On the road

On the road

Wednesday, April 24, 2013

Honor Flight DFW profiles Spring-Summer 2013


 

Gordon enlisted in the U.S. Navy partly on the recommendation of a Navy recruiting officer.

On July 1, 1943 at the age of 21 Gordon reported to Iowa State College. Soon after Gordon asked for a transfer and he was on his way to Oklahoma University. Gordon was enrolled in what the military called the “V-12” program. Basically it was a program where servicemen would go to school as part of their service, usually to learn a specific and much needed skill that the military needed for the war effort.

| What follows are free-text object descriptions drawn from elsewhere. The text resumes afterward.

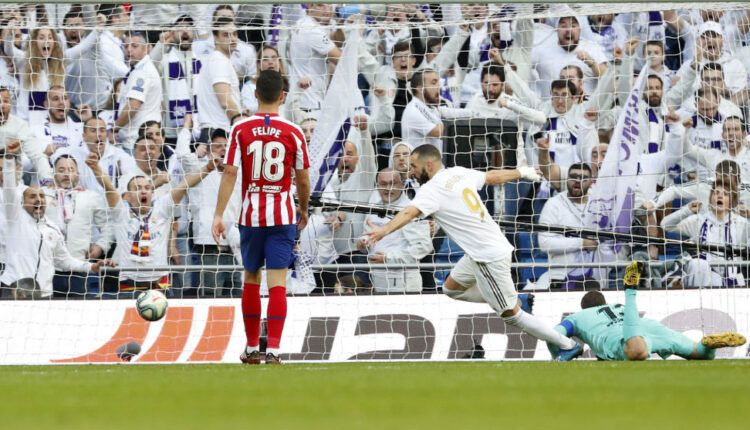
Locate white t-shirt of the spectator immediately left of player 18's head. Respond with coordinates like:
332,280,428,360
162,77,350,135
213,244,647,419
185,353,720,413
197,51,241,130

After completing his work at OU, Gordon was transferred with other V-12 students to the Portsmouth Virginia Navy base where he began Naval Reserve Officers Training School. This was a boot camp for officers where they learned the military and navy way of life.

In December 1943 Gordon was sent to the U.S.Naval Academy for additional training. His class graduated in April, 1944 and this time Gordon was on his way to Harvard University. He was there until the end of September, 1944 learning electronic theory and special circuitry.

After being sent to the Naval Air Station at Quonset Point, Rhode Island he was assigned to a duty station where his job was to control naval air reconnaissance and air traffic in the Atlantic.

Gordon spent New Year’s Eve 1944-45 in New York City with his new wife, Joyce but in a few days he reported for duty on the heavy cruiser, U.S.S. Augusta. Gordon sailed on the ship to exotic ports in the Caribbean such as San Juan, Trinidad, Curacao and Guantanamo Bay Cuba.

Later, Gordon was assigned to serve on the staff of the commanding officer of Destroyer Squadron Three in New York City. The squadron received orders to go to the Pacific, and while steaming towards the Panama Canal, the ship received orders to turn around and head back to the Philadelphia Navy Yard. The squadron had been decommissioned with the end of the war with Japan.

Gordon was then transferred to San Francisco where the Twelfth Naval district was located. Gordon became ill on the train however and spent several months in the hospital. After recovering, Gordon was placed on inactive duty on February 21, 1946.